Two-species chemotaxis system. A 2-D AMM upwind scheme for the Patlak–Keller–Segel chemotaxis system with two non-competing species of different chemotactic sensitivity. The solution develops multi-spiky structures that are resolved with high resolution by the AMM scheme.

The AMM framework has been applied to Saint-Venant shallow water systems, two-species chemotaxis models, and general hyperbolic systems of conservation laws. The adaptive redistribution of mesh points concentrates resolution near solution features, significantly reducing computational cost compared to fixed uniform grids.

3. Shallow Water Equations

Shallow water models are widely used as a mathematical framework to study water flows in rivers and coastal areas as well as to investigate a variety of phenomena in atmospheric sciences and oceanography. Solving the shallow water equations numerically is a challenging task for several reasons, including the preservation of physically relevant steady-state solutions (well-balancing) and the positivity preservation of water depth.
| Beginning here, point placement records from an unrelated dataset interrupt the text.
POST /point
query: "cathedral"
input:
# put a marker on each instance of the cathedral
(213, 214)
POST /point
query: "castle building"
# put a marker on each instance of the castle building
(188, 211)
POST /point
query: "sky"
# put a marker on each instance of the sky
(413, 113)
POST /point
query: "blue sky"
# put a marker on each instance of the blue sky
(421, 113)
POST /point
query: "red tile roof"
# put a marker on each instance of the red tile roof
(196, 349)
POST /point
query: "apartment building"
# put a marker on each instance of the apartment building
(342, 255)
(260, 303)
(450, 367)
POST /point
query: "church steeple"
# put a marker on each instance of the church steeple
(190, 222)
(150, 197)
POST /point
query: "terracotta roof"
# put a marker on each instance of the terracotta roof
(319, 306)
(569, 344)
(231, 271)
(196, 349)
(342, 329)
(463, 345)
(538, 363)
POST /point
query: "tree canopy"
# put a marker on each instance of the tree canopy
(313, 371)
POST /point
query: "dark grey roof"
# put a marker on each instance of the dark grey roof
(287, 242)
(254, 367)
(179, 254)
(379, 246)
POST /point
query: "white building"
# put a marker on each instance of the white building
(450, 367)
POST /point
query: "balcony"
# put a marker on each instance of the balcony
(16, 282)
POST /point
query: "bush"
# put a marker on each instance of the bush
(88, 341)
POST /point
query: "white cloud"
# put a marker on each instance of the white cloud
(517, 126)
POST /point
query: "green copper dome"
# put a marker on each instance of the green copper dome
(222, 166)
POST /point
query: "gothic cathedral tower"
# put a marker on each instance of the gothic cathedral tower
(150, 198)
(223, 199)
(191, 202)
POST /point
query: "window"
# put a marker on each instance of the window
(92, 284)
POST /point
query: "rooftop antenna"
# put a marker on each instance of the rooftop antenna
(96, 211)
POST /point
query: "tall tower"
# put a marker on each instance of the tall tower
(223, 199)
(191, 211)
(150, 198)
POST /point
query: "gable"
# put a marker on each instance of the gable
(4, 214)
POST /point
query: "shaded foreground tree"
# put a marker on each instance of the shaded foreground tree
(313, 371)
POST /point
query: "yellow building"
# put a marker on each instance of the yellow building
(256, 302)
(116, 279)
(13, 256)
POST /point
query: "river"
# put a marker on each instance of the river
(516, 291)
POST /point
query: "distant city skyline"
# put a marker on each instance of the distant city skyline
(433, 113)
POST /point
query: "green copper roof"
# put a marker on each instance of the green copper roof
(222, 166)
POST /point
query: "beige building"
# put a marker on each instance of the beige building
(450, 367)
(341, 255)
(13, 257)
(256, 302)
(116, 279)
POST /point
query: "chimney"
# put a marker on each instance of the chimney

Shallow Water Equations with Friction. Beyond the standard numerical difficulties, the bottom friction term becomes extremely stiff when water depth is very small. I introduced a semi-implicit-explicit version of the central-upwind scheme that is second-order accurate, well-balanced, and positivity preserving. The stiff friction term is treated semi-implicitly, so no extra time-step restriction is imposed.

Experimental setup: urban rainfall simulation Shallow water simulation: urban rainfall experiment

Laboratory experiment of Cea, Garrido, and Puertas (2010) modelling rainfall in an urban area. The designed scheme achieves remarkable agreement with experimental results.

Additional contributions in this area include well-balanced central-upwind schemes for shallow water equations with wet/dry fronts via flux globalization, operator-splitting schemes for moving bottom topography, moving-water equilibria preserving schemes, and a three-layer approximation of two-layer shallow water systems.

4. Network-Based Epidemiology

Bipartite network for sexually transmitted disease modeling

Example bipartite network used to model heterosexual transmission of sexually transmitted infections.

Many natural and social dynamics, including the spread of infectious diseases, can be described using networks. In such models, each node represents an individual and each edge represents a possible transmission route. For sexually transmitted diseases such as Chlamydia, which are transmitted only through heterosexual partnerships, bipartite network models are particularly appropriate.

When generating synthetic networks for disease modeling, it is essential to preserve the relevant structure of real-world contact networks, including the degree distribution and the joint-degree distribution. I designed a new algorithm to construct bipartite networks that exactly match both a prescribed degree distribution and a prescribed joint-degree distribution; the resulting networks have been used to model transmissions of sexually transmitted diseases.

More recent work extends to spatial models for Wolbachia invasion dynamics. Wolbachia is a bacterial endosymbiont that, when introduced into mosquito populations, can suppress the transmission of dengue, Zika, and chikungunya. I have developed reaction-diffusion PDE models and multistage spatial models that describe Wolbachia spread and inform optimal release strategies for mosquito-borne disease control.